Payments, renewals, and processing, however, are very much digital. In most cases, customer onboarding is done paperlessly with as few documents as possible, say life insurance companies. However, they need the physical outlets to office the sales agents to bring in new business.

“The digital insurance model by D2C end-to-end digital is hardly 3-4% of the life insurance industry. A large part of the business comes from bancassurance, a large part from agency and direct marketing. All this requires a physical interface, as my agents need to come to the branches to get trained. My employees sit in my branches,” said Balasubramanian.

Sector experts also said that long-lifecycle product purchases like life insurance are not merely transactional. “The products need explanation, hand-holding with research. Human agents are needed for the high emotional intensity to sell the processing. While misselling does happen due to the same reason, buyers need the validation of a human. A digital channel cannot build that trust,” said Abhishek Kumar, founder & chief investment advisor of SahajMoney.

As the head of liability of a top insurance company simply puts it, “Insurance is a sold product, not a bought product.”




Insurance Products Get Complicated

Life insurance has become increasingly complex and layered over time, with a growing number of products entering the market every year. A simple life insurance product involves paying a premium, providing comfort that, in the event of their death, dependents would be taken care of.

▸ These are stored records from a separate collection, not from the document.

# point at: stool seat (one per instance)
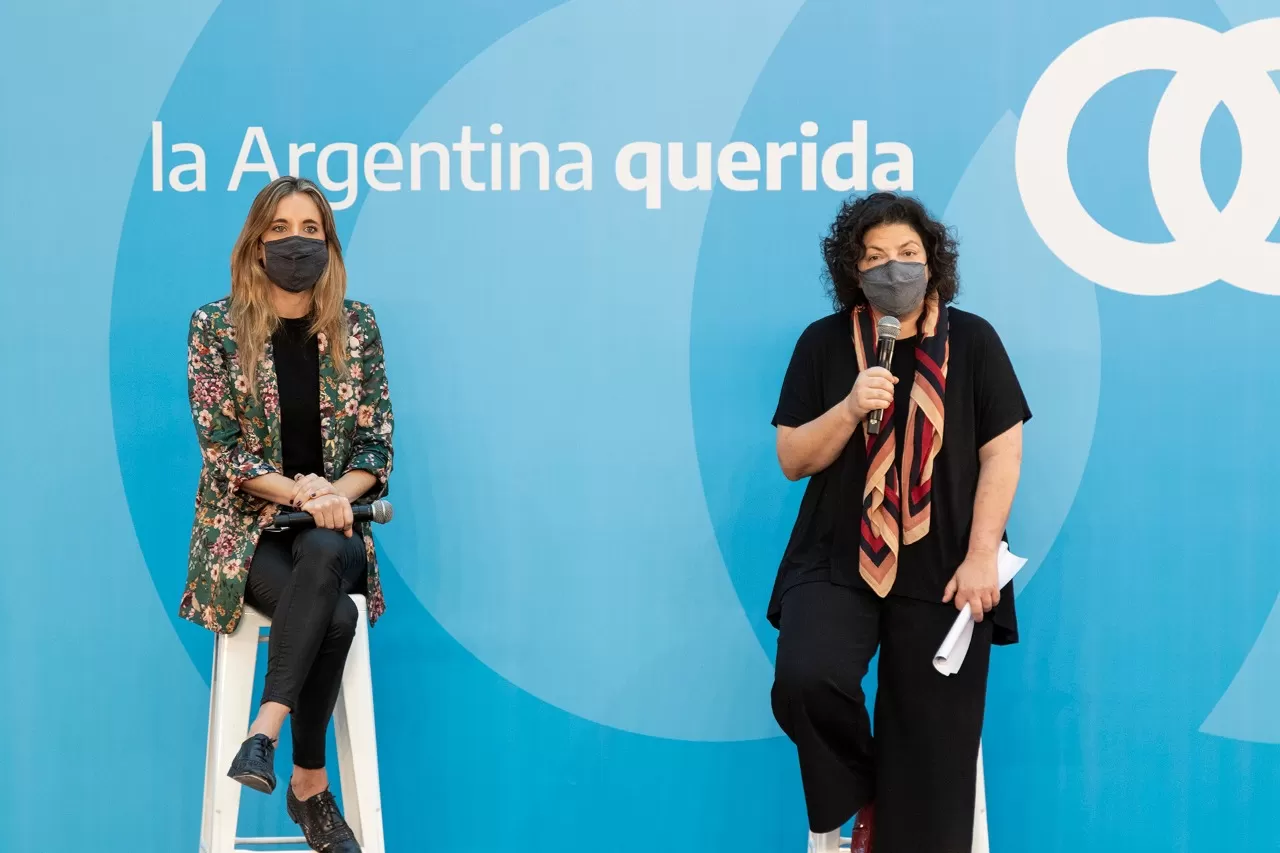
(231, 697)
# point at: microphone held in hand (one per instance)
(886, 332)
(378, 511)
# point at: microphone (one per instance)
(886, 331)
(378, 511)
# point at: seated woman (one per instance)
(288, 392)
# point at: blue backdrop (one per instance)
(589, 512)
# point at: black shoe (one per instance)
(321, 822)
(254, 765)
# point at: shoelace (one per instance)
(330, 824)
(260, 748)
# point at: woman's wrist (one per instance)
(273, 487)
(355, 484)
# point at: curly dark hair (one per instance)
(842, 247)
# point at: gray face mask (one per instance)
(895, 288)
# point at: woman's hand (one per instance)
(310, 486)
(976, 583)
(872, 391)
(332, 512)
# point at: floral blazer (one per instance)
(240, 438)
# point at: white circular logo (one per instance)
(1207, 243)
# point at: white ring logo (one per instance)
(1210, 68)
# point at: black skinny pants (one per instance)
(301, 580)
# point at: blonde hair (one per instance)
(251, 310)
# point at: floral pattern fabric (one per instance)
(240, 439)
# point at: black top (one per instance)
(983, 400)
(297, 374)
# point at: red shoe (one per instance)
(864, 831)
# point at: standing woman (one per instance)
(288, 392)
(896, 532)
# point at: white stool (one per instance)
(234, 661)
(833, 842)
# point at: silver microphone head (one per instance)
(888, 327)
(383, 511)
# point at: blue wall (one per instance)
(589, 514)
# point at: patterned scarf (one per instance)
(885, 514)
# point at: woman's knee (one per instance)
(808, 682)
(346, 616)
(323, 553)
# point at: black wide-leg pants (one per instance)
(920, 767)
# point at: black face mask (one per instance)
(296, 263)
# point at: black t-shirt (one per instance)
(297, 374)
(983, 400)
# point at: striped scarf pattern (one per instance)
(887, 520)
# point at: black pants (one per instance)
(301, 580)
(920, 769)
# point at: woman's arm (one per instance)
(213, 409)
(803, 451)
(371, 455)
(809, 448)
(977, 580)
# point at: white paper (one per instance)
(955, 646)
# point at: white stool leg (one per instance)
(981, 842)
(357, 742)
(234, 661)
(826, 842)
(206, 813)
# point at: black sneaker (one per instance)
(254, 765)
(321, 822)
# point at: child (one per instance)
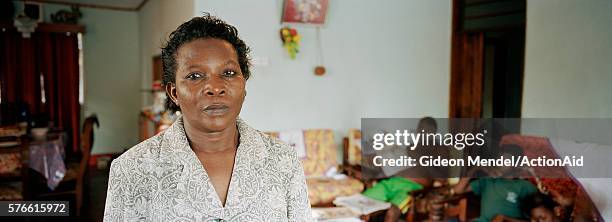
(500, 197)
(542, 208)
(396, 189)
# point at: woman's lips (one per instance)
(216, 109)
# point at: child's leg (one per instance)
(392, 214)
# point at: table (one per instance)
(47, 158)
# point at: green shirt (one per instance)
(501, 196)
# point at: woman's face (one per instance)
(210, 87)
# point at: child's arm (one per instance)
(502, 218)
(463, 186)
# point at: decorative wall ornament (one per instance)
(291, 41)
(67, 17)
(311, 12)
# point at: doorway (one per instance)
(487, 58)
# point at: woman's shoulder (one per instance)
(276, 146)
(141, 150)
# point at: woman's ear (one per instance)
(171, 92)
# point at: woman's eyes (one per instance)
(197, 75)
(194, 76)
(229, 73)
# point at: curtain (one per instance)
(54, 56)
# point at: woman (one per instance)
(209, 165)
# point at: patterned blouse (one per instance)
(161, 179)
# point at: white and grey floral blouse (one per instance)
(161, 179)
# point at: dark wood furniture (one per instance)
(75, 177)
(17, 177)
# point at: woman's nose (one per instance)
(215, 87)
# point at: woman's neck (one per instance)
(203, 142)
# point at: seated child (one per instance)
(500, 196)
(396, 190)
(542, 208)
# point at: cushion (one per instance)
(322, 191)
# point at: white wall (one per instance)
(111, 74)
(157, 19)
(568, 59)
(568, 73)
(382, 60)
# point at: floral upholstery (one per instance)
(321, 157)
(323, 191)
(563, 182)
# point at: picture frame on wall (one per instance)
(307, 12)
(33, 10)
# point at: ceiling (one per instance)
(124, 5)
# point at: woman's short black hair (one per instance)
(203, 27)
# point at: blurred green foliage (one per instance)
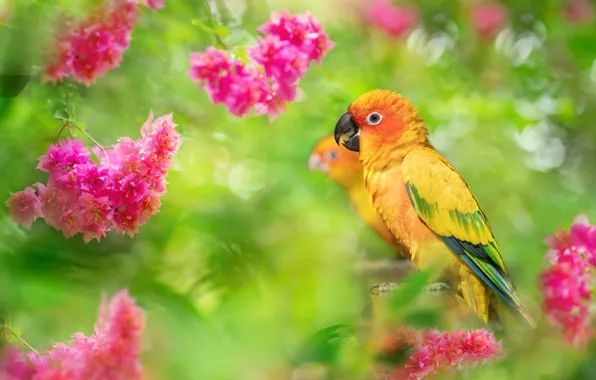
(252, 254)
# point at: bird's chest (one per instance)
(391, 201)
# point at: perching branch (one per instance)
(391, 269)
(386, 289)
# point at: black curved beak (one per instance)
(346, 126)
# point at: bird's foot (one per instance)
(388, 288)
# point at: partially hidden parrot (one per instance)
(426, 204)
(344, 167)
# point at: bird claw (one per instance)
(387, 288)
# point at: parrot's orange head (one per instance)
(379, 118)
(340, 164)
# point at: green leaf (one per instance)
(61, 114)
(216, 29)
(409, 290)
(420, 318)
(324, 345)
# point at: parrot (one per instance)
(426, 204)
(343, 167)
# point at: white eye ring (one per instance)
(374, 118)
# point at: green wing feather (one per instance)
(443, 200)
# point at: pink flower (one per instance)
(436, 350)
(16, 366)
(488, 18)
(392, 19)
(112, 353)
(303, 31)
(90, 48)
(228, 81)
(154, 4)
(120, 193)
(566, 284)
(271, 79)
(24, 207)
(63, 157)
(580, 11)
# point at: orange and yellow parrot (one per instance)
(343, 167)
(425, 202)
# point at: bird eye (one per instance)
(374, 118)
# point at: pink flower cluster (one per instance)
(271, 78)
(87, 49)
(122, 192)
(392, 19)
(112, 353)
(434, 350)
(566, 284)
(488, 18)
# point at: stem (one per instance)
(60, 132)
(95, 142)
(26, 344)
(212, 18)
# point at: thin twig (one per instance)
(26, 344)
(95, 142)
(66, 123)
(212, 18)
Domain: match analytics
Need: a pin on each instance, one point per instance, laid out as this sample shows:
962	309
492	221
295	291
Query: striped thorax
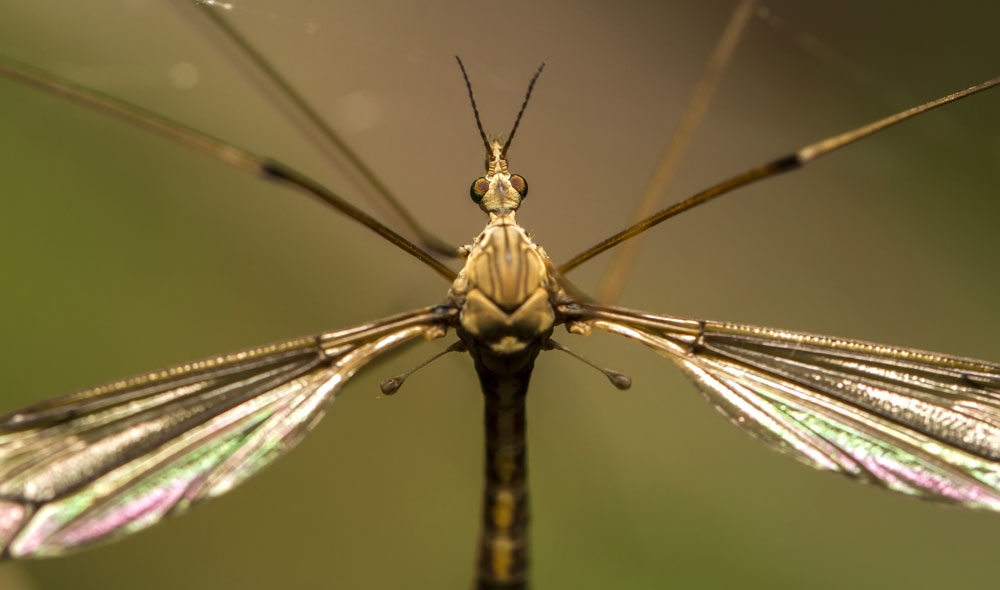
505	291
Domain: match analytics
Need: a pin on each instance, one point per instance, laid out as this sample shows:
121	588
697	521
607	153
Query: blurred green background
122	253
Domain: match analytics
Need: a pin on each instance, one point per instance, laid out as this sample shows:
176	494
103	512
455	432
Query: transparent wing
915	422
105	462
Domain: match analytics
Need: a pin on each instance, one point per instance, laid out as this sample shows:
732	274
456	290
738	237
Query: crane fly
113	459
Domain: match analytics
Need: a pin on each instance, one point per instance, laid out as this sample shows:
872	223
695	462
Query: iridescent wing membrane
915	422
104	462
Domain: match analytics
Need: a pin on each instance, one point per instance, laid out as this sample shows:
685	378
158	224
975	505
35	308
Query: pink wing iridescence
915	422
105	462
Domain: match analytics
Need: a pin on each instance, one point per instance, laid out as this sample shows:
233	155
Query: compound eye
478	189
519	184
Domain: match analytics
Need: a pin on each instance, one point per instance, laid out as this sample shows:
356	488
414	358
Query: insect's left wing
915	422
108	461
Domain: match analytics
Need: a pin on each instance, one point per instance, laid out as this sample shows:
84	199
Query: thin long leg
210	146
613	281
786	163
304	117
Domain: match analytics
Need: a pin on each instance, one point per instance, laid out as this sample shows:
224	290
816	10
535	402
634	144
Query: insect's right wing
108	461
915	422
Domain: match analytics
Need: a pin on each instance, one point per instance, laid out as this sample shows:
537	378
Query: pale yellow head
499	193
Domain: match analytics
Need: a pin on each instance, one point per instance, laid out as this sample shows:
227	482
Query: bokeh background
123	253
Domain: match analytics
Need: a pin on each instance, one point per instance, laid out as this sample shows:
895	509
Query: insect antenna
517	121
475	111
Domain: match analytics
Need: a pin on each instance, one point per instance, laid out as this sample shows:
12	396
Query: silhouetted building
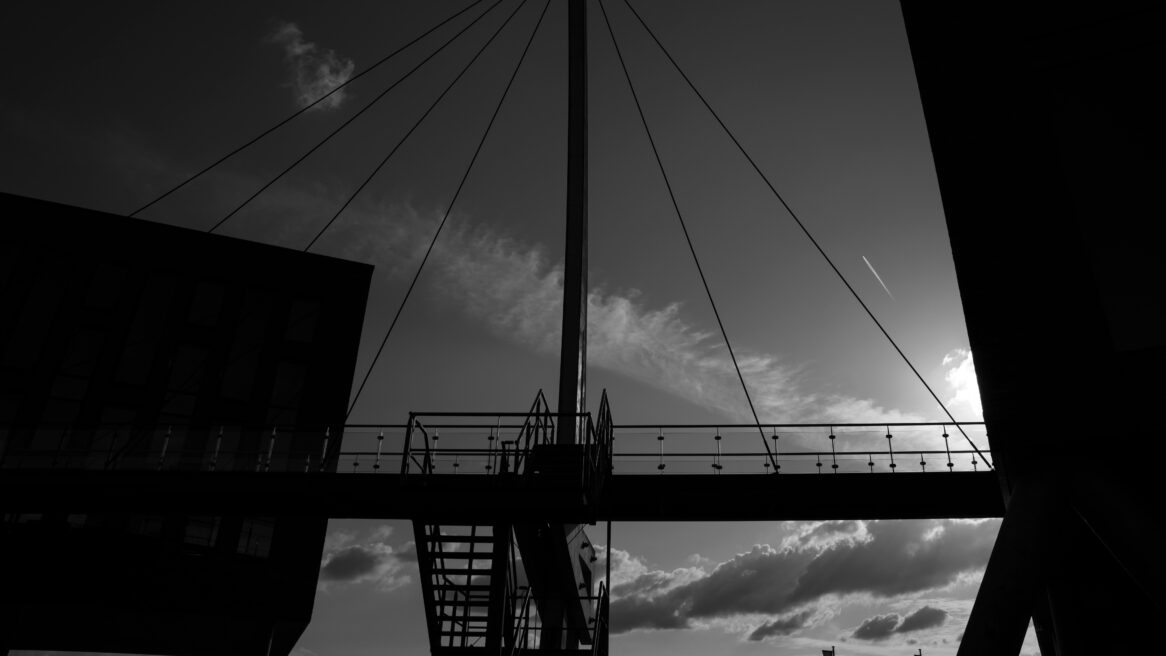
130	344
1046	126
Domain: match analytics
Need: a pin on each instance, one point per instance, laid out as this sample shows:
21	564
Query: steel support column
573	360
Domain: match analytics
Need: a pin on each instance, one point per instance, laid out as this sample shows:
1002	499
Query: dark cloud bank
883	559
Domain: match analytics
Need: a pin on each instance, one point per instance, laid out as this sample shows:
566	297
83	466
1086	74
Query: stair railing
539	428
599	637
597	449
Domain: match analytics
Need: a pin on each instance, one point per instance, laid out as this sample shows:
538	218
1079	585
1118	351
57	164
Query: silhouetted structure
1046	126
134	345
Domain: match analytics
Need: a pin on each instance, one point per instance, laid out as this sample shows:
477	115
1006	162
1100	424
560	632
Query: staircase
464	571
480	597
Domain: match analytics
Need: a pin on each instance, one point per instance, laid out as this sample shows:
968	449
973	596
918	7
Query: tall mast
573	359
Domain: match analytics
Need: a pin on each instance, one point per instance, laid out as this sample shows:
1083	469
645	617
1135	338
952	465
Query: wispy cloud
372	559
878	277
788	584
515	289
961	378
313	71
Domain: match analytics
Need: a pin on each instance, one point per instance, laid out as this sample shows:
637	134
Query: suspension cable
302	110
688	238
803	228
452	200
409	133
350	119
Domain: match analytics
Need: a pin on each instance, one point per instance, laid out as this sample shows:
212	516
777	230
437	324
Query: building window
206	304
105	287
202	530
255	536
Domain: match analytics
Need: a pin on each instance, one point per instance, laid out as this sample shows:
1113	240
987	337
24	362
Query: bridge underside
504	499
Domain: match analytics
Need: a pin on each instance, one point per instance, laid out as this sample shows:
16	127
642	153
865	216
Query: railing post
323	452
834	455
218	445
947	449
380	442
407	448
166	445
890	449
777	464
660	439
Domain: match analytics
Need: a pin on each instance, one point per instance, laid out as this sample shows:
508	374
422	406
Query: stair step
461	538
470	587
462	619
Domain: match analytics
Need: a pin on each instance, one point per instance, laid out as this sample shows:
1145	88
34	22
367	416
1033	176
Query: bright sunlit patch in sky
961	379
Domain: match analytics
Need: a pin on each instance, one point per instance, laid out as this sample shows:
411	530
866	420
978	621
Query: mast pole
573	359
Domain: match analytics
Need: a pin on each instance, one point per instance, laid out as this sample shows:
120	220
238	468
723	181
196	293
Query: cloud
879	627
882	627
961	379
348	561
515	290
313	71
925	618
879	559
353	563
781	626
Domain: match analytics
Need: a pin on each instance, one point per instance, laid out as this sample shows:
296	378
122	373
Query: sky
109	106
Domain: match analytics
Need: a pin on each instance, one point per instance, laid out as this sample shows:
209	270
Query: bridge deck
484	499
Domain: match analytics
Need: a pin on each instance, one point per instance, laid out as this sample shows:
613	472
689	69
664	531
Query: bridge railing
490	443
795	449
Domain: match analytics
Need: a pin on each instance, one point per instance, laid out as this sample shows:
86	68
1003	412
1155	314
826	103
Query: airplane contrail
879	279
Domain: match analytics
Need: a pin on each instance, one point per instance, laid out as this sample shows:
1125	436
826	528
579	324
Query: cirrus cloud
313	71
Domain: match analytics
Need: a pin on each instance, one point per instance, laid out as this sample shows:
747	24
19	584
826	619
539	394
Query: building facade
135	345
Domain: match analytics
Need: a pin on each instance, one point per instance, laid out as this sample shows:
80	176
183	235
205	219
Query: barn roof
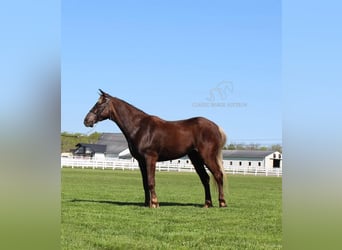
115	142
96	148
245	153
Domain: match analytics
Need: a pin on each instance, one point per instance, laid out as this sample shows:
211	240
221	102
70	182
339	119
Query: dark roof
96	148
115	142
245	153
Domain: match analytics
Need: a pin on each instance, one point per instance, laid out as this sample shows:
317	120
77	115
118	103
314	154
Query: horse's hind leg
199	167
217	171
213	160
143	170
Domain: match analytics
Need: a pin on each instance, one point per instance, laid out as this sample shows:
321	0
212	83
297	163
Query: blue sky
168	57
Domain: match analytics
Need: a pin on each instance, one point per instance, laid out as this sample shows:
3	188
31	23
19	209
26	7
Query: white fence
179	166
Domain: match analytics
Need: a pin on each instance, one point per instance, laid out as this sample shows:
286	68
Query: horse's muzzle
90	120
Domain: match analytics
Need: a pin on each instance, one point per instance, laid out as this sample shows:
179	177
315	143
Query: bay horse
151	139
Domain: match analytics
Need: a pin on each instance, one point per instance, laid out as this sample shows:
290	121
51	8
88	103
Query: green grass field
103	209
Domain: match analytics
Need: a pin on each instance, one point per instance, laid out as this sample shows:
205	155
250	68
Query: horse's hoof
154	205
208	204
223	204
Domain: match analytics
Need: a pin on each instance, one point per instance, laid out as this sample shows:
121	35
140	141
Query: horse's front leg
142	166
151	169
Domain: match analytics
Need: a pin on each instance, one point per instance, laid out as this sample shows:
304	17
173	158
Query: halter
99	112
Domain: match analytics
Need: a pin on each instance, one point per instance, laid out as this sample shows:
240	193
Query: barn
252	158
96	151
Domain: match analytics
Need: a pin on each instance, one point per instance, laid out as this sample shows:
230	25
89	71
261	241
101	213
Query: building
116	145
96	151
252	158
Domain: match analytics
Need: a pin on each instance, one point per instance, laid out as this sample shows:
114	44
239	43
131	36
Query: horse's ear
101	92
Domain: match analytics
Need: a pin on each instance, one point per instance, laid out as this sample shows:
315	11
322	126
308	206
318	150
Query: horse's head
99	112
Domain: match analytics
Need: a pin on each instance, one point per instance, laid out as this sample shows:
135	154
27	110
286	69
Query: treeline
253	146
69	140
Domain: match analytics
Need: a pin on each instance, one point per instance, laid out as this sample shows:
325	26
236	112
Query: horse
151	139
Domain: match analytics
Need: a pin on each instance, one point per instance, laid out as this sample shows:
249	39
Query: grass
103	209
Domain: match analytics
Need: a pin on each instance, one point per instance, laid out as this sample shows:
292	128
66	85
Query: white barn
252	158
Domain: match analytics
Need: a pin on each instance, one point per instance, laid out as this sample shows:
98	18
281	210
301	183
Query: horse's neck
126	117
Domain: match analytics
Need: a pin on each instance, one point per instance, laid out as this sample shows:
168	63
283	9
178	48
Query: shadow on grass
138	204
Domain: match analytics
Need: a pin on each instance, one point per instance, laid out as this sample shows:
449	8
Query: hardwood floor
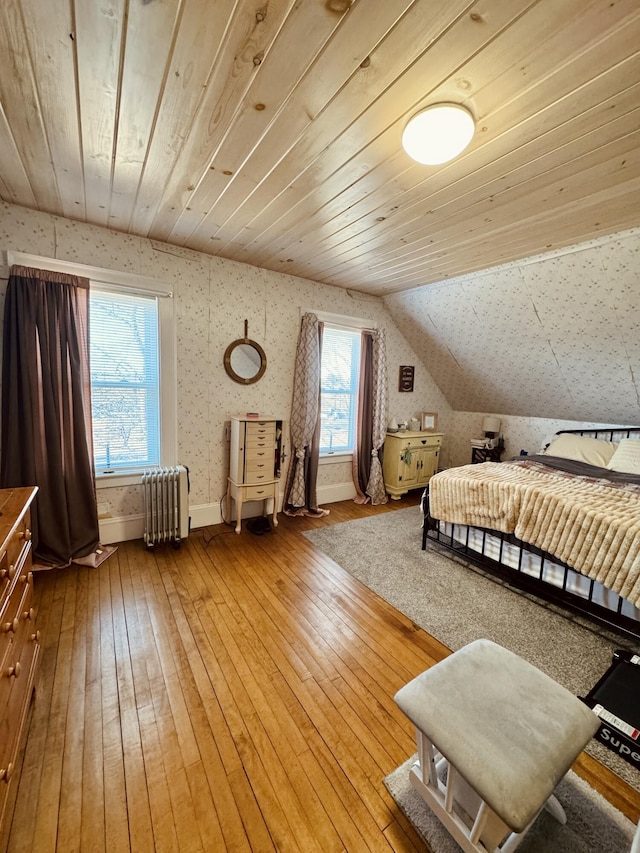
236	694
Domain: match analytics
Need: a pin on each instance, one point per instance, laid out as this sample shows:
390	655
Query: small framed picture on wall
406	377
429	421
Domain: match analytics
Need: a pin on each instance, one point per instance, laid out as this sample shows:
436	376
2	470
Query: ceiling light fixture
438	133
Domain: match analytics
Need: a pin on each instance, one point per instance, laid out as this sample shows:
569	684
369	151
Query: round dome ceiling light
438	133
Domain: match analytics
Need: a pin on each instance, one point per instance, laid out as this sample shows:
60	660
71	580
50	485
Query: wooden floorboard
236	694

Yet, most humans are happy to simply stay alive, and expect something back for all the premiums that they have paid for, and not enjoyed on account of their extended life. Specific products have been created for such customers, such as return of premium products.

For those who do not want to pay for the entire coverage time and want to pay only for ten years, there is a limited premium product with a tenure of 30 years.

A few others want capital guaranteed products, who want to invest in markets but need their capital back. Another plan is a combination of a traditional plan and a unit-linked insurance plan (ULIP) with a blended combination of a capital guaranteed product.

“Depending on the lifestyle, depending on the risk of the consumer, I think various products have been evolving. For instance, in the retirement space, a lot of work is happening now. We all have something called deferred annuity. We have products called TULIPs, which are a combination of ULIP and term plans,” said Balasubramaniam.

Matching the right product with the right customer depends upon the stage of the career as well as the personal goals of the buyer. On top of it is the economic dispensation of the consumer, which classifies life insurance plans yet again into mass, mass affluent, affluent and HNIs. They are also made for different types, such as salaried employees, self-employed individuals, retirees, as well as homemakers.

“The third element which comes in the life insurance industry is the age of the customer. If I look all this into a three-by-three kind of a cuboidal structure, our products are all designed to make sure that it addresses the lifestyle requirement of a customer, the age the customer is in,” explains Balasubramaniam.

More and more niches are being added to the insurance products — be it PAR products that help consumers ride the interest rate wave, or Gen2Gen Protect plans for children as well. The rising complications also make it imperative for informed, educated, motivated, as well as salesmanship, of humans.